Virat Kohli’s 23 in Rajkot in the second ODI versus New Zealand looked like one of those “he got in… then got out” moments that instantly becomes a talking point.
But if you zoom out and treat getting out in the 20s as a proper data problem, it actually ends up reading like a compliment to his ODI career – not a flaw.
The Rajkot 23 was a reminder
Across Kohli’s ODI career, he has:
- 310 ODIs, 298 innings, 47 not outs
- 14,673 runs at an average of 58.45
- 53 hundreds, 77 fifties
Those 47 not outs matter, because they tell you how many times he actually got dismissed:
298 innings – 47 not outs = 251 dismissals
Now let us see this through the 20s lens:
Kohli has 27 ODI innings where he finished between 20 and 29. Only two of those were not outs. So, he has been dismissed in the 20s exactly 25 times.
Here is what those 25 dismissals in the 20s mean in context:
- As a share of dismissals: 25 out of 251 = about 10%
- As a share of innings: 25 out of 298 = 8.38%
So roughly nine out of every ten Kohli ODI innings do not end in the 20s, they mostly push beyond that.
That is why a Kohli 23 feels newsworthy in the first place: because it’s very unusual for him to end there.
Why the 20s the right place to appreciate Virat Kohli
In ODIs, the 20s are basically the sport’s most annoying limbo:
- You have spent time.
- You have absorbed pressure.
- You have done the hard part.
- And yet, the scorecard reads mid.
For many batters, that limbo becomes a frequent address. For Virat Kohli, it’s a brief stepover.

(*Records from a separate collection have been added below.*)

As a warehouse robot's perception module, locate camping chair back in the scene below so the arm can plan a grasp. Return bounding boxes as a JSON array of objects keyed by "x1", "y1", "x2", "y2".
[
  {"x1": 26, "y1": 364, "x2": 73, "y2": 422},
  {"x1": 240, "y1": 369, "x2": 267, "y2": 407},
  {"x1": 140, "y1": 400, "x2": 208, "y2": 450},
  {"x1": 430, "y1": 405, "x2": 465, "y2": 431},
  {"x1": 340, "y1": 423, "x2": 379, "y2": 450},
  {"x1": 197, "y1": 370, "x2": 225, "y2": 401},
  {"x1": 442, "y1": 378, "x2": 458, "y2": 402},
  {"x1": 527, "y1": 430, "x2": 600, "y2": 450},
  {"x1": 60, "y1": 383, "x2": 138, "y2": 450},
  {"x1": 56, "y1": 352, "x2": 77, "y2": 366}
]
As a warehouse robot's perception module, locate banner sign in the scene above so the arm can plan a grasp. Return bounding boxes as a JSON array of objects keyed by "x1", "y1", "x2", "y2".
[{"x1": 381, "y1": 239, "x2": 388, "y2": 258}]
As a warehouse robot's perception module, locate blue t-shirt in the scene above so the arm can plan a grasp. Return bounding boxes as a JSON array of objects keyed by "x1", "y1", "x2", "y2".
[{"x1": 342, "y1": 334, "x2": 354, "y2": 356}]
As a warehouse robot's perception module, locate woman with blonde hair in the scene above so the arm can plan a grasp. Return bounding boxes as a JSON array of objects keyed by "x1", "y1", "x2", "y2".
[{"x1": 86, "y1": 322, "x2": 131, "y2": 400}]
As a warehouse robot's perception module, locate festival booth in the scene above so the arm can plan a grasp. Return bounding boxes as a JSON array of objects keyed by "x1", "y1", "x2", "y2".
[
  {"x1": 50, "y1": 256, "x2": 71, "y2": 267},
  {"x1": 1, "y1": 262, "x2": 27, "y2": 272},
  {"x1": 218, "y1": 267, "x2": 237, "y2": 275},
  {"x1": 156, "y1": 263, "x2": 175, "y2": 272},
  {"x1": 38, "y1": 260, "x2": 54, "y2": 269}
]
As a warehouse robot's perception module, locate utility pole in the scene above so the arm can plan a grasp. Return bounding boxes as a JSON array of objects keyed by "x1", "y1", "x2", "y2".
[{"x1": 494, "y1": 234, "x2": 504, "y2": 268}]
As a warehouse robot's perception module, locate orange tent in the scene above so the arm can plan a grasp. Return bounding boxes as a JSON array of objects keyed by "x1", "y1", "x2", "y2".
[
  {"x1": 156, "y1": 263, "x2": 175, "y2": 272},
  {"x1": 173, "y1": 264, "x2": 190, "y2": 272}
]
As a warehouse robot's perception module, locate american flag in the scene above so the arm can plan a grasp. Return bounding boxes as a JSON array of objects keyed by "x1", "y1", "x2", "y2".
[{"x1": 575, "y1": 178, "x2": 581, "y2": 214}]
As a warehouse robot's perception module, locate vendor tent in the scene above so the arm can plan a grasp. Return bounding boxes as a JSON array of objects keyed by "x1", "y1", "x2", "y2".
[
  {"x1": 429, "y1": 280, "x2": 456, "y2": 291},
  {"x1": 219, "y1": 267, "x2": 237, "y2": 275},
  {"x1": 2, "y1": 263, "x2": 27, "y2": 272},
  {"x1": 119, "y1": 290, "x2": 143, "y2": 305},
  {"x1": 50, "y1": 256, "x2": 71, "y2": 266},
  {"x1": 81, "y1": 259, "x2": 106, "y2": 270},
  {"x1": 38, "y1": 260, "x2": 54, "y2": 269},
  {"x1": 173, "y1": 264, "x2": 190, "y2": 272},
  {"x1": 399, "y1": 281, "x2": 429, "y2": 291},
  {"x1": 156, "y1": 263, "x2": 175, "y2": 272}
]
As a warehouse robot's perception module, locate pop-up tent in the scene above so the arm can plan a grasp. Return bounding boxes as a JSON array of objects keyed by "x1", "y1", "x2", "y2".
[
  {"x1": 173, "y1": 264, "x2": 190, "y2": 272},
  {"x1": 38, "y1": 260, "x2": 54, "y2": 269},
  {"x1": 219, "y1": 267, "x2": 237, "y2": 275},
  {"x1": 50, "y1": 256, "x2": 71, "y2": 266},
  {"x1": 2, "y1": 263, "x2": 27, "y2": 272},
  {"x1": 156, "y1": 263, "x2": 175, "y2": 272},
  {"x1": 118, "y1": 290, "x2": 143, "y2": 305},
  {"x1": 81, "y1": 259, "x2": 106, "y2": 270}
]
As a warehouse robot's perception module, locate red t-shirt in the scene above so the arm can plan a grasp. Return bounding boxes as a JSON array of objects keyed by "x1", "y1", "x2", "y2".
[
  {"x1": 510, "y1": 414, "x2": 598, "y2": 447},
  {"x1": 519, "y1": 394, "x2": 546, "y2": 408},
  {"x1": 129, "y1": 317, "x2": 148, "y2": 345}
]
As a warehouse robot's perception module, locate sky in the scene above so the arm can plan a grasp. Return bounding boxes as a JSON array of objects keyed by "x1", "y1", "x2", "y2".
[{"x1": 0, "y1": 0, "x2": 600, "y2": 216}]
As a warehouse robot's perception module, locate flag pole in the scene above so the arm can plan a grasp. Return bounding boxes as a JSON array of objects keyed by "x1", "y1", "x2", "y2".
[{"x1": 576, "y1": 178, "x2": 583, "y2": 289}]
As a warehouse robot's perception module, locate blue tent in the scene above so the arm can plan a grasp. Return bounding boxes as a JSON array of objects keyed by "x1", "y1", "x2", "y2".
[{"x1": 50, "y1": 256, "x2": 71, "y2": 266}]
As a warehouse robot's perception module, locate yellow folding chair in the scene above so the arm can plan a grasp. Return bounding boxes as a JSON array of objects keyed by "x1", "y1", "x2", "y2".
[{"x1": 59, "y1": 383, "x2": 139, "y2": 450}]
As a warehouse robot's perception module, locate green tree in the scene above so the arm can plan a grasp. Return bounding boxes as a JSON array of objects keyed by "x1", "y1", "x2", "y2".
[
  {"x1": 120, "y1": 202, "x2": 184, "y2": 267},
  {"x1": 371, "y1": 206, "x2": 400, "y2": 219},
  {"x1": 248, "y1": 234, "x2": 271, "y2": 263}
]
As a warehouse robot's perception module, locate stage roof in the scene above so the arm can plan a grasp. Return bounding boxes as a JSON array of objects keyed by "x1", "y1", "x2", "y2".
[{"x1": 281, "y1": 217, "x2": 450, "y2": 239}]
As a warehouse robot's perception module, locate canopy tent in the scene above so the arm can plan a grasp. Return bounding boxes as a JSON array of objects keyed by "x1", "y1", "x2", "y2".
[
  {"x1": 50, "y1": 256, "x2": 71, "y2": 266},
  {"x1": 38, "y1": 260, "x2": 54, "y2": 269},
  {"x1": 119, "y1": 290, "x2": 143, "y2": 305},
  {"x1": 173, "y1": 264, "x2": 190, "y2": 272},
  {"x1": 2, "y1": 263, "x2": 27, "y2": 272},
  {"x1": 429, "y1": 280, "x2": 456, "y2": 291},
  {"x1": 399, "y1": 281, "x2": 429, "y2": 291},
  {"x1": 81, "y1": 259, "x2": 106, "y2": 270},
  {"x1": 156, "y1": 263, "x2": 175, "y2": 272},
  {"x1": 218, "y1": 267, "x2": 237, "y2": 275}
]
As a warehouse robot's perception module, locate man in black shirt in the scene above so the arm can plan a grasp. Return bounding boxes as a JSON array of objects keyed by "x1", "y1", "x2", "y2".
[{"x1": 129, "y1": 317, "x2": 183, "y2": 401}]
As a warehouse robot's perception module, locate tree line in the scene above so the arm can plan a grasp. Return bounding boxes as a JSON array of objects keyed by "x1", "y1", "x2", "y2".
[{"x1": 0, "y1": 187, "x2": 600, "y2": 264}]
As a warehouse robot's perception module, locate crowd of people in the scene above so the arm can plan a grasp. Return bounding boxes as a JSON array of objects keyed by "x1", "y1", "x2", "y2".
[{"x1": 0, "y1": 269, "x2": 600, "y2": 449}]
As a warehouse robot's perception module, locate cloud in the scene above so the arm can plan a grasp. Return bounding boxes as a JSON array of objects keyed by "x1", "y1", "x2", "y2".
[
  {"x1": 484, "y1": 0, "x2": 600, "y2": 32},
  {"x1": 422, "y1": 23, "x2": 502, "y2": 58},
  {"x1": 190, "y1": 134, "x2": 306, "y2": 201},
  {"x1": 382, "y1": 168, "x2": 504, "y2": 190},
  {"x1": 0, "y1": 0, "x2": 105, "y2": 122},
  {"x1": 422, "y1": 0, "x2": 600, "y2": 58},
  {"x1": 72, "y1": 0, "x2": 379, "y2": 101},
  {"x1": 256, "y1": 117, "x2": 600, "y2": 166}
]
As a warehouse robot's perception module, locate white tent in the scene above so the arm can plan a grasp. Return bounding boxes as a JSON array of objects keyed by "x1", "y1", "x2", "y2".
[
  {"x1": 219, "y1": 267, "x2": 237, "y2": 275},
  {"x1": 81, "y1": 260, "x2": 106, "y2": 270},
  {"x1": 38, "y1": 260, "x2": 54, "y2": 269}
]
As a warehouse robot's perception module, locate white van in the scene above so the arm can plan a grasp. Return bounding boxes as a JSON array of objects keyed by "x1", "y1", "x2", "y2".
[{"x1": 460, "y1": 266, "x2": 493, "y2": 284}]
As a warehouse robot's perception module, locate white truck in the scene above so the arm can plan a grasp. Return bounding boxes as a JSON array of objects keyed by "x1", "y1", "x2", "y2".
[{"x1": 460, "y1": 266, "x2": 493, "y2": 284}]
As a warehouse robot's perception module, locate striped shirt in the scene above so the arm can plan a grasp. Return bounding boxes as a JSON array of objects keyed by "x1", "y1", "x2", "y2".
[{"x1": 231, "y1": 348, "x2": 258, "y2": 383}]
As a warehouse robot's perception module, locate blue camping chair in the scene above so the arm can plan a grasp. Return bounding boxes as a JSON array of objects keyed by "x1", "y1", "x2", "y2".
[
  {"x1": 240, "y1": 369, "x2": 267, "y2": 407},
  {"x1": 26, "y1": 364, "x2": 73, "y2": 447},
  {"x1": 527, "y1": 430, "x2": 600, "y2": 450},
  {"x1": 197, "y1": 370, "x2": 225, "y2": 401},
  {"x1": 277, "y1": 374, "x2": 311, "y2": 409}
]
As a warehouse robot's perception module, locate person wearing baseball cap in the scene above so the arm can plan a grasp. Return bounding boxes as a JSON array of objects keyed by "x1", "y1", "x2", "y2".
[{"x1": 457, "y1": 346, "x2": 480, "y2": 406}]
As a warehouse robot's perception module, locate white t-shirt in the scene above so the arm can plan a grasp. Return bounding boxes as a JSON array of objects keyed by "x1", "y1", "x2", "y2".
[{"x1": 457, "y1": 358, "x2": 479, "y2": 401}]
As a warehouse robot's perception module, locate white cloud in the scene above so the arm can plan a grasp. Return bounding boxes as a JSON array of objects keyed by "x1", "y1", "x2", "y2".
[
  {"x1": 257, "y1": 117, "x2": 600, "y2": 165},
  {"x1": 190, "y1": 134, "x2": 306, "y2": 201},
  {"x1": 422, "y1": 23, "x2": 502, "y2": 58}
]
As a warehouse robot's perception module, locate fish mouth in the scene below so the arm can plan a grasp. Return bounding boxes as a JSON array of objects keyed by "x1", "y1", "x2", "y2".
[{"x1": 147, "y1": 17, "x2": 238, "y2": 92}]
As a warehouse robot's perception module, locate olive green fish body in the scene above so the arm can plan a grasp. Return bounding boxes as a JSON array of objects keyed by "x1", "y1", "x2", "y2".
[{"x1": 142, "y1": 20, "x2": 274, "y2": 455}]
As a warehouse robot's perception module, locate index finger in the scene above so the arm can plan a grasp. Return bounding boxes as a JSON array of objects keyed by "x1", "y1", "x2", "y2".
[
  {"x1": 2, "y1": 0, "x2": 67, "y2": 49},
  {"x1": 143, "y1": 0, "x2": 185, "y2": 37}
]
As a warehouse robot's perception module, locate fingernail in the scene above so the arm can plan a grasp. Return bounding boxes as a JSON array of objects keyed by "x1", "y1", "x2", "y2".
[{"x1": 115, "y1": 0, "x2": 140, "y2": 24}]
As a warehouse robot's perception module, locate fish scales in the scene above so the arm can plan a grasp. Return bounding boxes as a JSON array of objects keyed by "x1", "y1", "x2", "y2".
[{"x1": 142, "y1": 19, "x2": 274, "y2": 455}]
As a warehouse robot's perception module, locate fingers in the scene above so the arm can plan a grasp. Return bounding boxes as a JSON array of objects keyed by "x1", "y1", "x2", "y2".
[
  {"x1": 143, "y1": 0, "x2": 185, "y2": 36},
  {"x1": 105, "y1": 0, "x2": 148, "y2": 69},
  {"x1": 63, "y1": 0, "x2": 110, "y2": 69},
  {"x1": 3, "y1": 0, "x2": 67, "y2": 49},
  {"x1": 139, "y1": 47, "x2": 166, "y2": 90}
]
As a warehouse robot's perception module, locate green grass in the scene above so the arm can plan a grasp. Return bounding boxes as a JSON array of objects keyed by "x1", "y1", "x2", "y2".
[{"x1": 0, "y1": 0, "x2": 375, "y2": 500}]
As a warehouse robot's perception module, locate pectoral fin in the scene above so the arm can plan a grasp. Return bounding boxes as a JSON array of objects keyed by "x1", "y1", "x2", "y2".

The easiest way to see it: 53 ODI hundred and 77 fifties across 298 innings is an outrageous conversion volume, and you don’t build that kind of conversion career if you are routinely dying on 20-29.
So Rajkot isn’t exposing a long-term weakness. It shows the cost of doing business in the toughest batting job in ODIs: playing top order, facing the newer ball, and still keeping an average north of 58.
What Rajkot actually said
Rajkot ended up being New Zealand’s story. India’s 284/7 was a strong score, but not a knockout punch, and New Zealand’s effort made the match about one thing: control in the chase. Daryl Mitchell’s 131* and his stand with Will Young swung the game.
That context matters, because in matches like this, every start gets magnified: you start mentally adding 25-30 runs to the total and wondering if the game changes.
Sometimes it does. Often it doesn’t. But what the data says is: if you are looking for a batter whose ODI career rarely gets stuck in the 20s, Kohli is basically the poster boy.